Less than a month after the tragic discovery of 215 bodies in Kamloops, British Columbia, 751 unmarked graves were unearthed near another former residential school in Regina, Saskatchewan.
The Chiefs of the Cowessess First Nation and the Federation of Sovereign Indigenous Nations (FSIN) announced the discovery, which they described as the most significant to date, at a press conference on Thursday morning.
The graves — discovered near the Marieval Indian Residential School — hold the remains of 751 former students. Although the exact age of the bodies found is unknown, they were likely to be both adults and children who attended the school when it operated between 1899 and 1997, Cowessess Chief Cadmus Delorme said.
The institution is located roughly two hours east of Regina. It was sponsored by the federal government and run by the Catholic Church from the 1970s.
Accounts from Indigenous communities had long pointed to the existence of a cemetery near the site of the former school, prompting the FSIN to start investigating it earlier this month.

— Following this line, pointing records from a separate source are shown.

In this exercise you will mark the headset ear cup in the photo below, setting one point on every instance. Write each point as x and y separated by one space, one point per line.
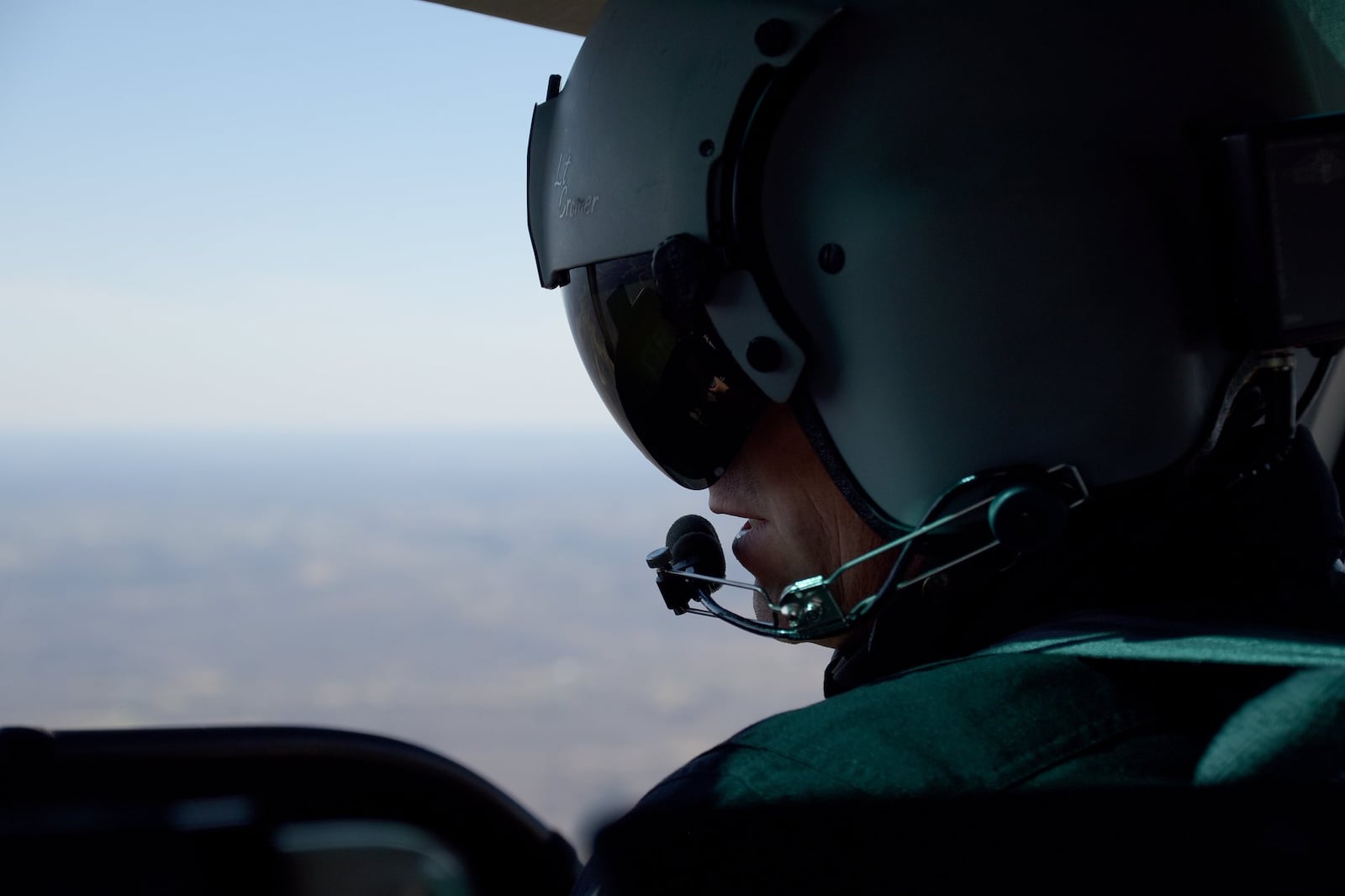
1029 517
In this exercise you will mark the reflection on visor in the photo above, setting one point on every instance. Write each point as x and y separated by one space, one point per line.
661 370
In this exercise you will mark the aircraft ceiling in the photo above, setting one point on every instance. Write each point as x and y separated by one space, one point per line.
573 17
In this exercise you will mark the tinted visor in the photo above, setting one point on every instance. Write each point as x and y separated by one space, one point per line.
661 370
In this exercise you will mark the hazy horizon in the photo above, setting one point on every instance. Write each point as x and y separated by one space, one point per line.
481 595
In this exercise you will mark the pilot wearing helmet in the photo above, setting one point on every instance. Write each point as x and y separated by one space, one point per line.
984 318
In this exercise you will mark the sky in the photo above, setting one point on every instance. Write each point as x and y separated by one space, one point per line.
298 215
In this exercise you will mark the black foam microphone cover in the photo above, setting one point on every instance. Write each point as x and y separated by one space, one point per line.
690 524
696 546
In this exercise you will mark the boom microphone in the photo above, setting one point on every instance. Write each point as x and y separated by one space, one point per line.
690 552
696 548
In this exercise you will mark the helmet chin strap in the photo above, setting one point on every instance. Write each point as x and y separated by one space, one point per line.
1022 509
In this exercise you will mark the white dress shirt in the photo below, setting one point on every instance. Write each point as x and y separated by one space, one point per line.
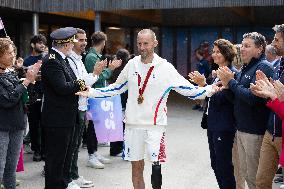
80 71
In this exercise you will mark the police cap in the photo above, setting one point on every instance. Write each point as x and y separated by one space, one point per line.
64 35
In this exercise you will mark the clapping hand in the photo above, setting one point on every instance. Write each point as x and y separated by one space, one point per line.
114 64
99 67
264 89
197 78
279 90
225 75
260 75
84 93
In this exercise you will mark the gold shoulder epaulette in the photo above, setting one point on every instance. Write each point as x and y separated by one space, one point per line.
51 56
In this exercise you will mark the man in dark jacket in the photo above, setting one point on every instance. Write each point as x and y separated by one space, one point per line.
272 141
60 108
37 44
250 111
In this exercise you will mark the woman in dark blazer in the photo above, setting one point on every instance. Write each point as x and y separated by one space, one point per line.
12 124
220 118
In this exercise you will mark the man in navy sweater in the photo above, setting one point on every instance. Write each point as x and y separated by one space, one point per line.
250 111
272 141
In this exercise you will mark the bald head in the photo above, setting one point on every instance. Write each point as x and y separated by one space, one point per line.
147 32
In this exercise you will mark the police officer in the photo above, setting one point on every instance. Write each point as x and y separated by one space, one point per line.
60 108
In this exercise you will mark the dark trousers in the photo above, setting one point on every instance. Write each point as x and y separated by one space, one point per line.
57 149
220 146
34 115
76 143
116 147
92 142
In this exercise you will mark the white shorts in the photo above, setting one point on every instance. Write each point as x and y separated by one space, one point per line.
141 143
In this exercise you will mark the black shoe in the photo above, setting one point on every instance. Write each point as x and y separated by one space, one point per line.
196 107
37 157
278 179
42 157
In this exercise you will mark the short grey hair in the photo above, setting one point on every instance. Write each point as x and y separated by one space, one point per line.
271 49
148 31
58 45
279 29
259 40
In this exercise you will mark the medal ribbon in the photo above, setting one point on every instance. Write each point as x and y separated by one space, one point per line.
141 90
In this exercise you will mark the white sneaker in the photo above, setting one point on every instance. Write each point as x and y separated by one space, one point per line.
104 144
83 183
27 149
102 158
73 185
94 162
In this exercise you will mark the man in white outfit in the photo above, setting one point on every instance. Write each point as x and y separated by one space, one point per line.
148 79
77 66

Similar to Kamloops, ground-penetrating radar technology ultimately uncovered evidence of the graves, but Delorme said the headstone markers had long been removed — likely intentionally.
"This is not a mass gravesite. These are unmarked graves," Delorme said, noting that thorough investigations will continue to be carried out in the coming months and that Indigenous leaders and local communities would work together to identify and name the graves.

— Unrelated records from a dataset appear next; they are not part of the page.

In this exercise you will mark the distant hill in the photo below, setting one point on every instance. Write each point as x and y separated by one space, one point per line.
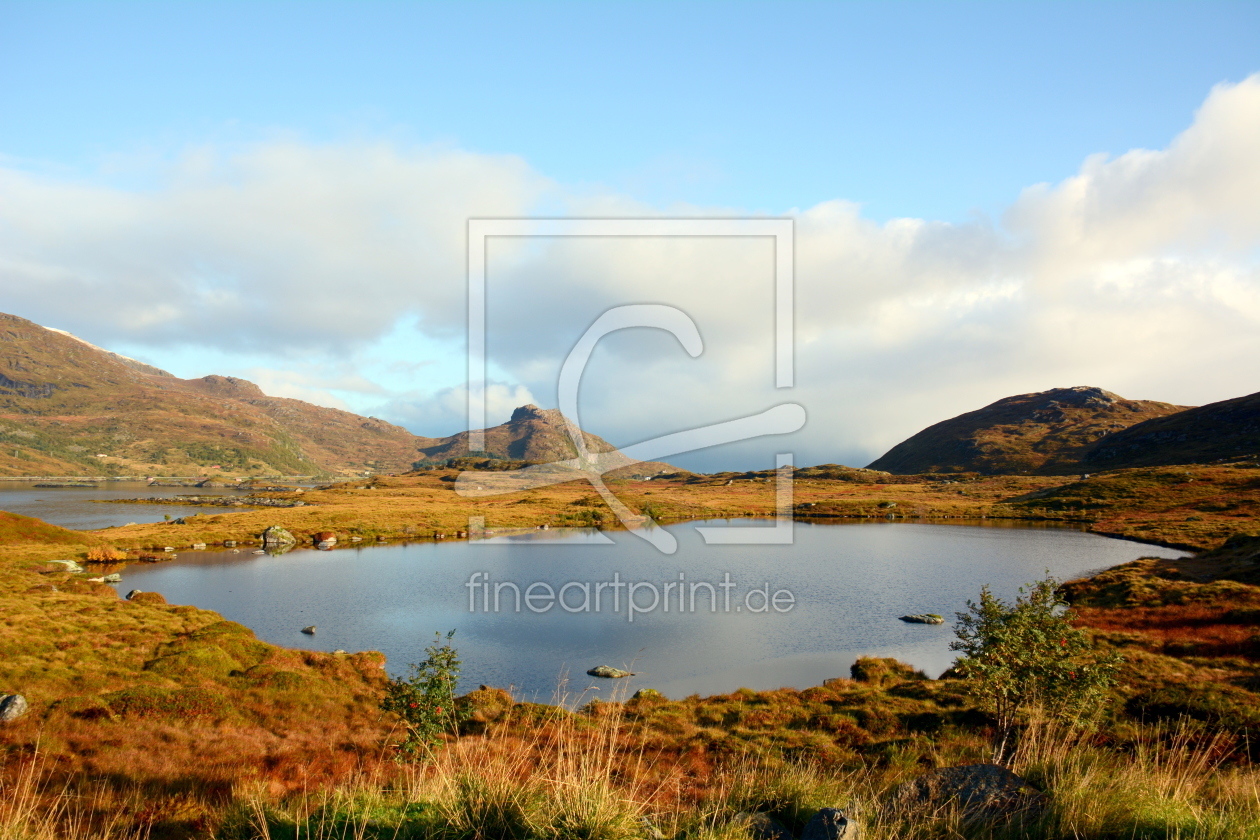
68 407
1217 431
1048 432
72 408
532 436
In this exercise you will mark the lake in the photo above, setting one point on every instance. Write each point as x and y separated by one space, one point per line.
76 506
725 616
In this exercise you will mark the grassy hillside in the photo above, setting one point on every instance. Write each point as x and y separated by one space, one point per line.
71 408
1217 431
1047 432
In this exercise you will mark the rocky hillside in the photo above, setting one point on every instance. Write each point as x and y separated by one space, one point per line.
534 435
1219 431
1048 432
71 408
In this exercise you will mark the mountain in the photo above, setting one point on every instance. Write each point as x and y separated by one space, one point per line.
1048 432
71 408
1217 431
534 435
68 407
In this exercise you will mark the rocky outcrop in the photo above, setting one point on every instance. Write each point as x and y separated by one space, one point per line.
609 673
276 537
977 792
830 824
13 707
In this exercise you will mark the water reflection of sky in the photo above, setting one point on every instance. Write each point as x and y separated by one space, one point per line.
849 581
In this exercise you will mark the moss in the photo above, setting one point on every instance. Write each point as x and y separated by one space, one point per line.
881 671
199 663
149 702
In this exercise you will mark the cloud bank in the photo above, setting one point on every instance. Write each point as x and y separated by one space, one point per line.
1139 273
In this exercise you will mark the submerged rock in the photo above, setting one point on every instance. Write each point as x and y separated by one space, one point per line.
924 618
609 673
276 537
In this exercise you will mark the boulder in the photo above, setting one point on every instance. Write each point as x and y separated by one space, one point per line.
830 824
609 673
761 826
276 537
979 792
13 707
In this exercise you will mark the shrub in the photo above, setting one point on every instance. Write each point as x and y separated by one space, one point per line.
425 700
1014 656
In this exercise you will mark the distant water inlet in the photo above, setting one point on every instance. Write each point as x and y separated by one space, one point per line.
537 611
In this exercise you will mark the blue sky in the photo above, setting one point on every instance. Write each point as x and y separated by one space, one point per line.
187 117
911 110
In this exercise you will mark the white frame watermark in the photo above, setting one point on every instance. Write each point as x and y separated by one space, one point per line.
780 420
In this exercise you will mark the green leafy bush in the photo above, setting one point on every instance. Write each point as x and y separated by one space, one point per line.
1016 656
425 700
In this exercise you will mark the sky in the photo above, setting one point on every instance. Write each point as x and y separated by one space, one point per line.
988 199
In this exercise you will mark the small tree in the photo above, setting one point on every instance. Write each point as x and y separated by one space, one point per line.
1028 654
425 699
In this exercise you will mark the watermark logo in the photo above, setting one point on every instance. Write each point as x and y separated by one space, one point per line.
592 466
633 597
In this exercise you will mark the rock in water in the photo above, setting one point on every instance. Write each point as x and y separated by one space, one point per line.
607 673
830 824
13 707
277 535
978 791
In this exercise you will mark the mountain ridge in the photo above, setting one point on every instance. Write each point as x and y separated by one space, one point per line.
68 407
1043 432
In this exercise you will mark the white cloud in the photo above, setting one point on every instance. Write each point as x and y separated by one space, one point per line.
1137 273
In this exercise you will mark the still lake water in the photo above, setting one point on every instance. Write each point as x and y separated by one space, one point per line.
848 584
76 506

The Saskatchewan government has contributed $2 million to carry out additional searches across the province. Meanwhile, the federal government also committed $4.88 million to support the initiative.
But the trauma stemming from the discovery has had a significant impact on Indigenous communities, FSIN Chief Bobby Cameron said. He described it as a "crime against humanity" and "an assault on First Nations people."
Delorme echoed the sentiment: "We are not asking for pity but we are asking for understanding. We need time to heal and this country must stand by us."
In a statement issued Thursday, Prime Minister Justin Trudeau said the government of Canada was committed to working with Indigenous and communities to uncover the truth about residential schools and bury the painful legacy they left behind.
"The findings in Marieval and Kamloops are part of a larger tragedy. They are a shameful reminder of the systemic racism, discrimination, and injustice that Indigenous peoples have faced — and continue to face — in this country," Trudeau said.
"The hurt and the trauma that you feel is Canada's responsibility to bear, and the government will continue to provide Indigenous communities across the country with the funding and resources they need to bring these terrible wrongs to light. While we cannot bring back those who were lost, we can — and we will — tell the truth of these injustices, and we will forever honour their memory."
While the Pope recognized the sorrow and suffering caused to Canadian Indigenous children and families, the Catholic Church has yet to issue a formal apology about the role it played in the residential school system. One of Canada's most devastating legacies, the system was part of an effort to assimilate Indigenous children into mainstream Canadian culture.
Nearly 150,000 First Nation, Inuit, and Métis children were removed from their families and placed in the schools under a policy that dates back to Confederation. The last school closed in 1996.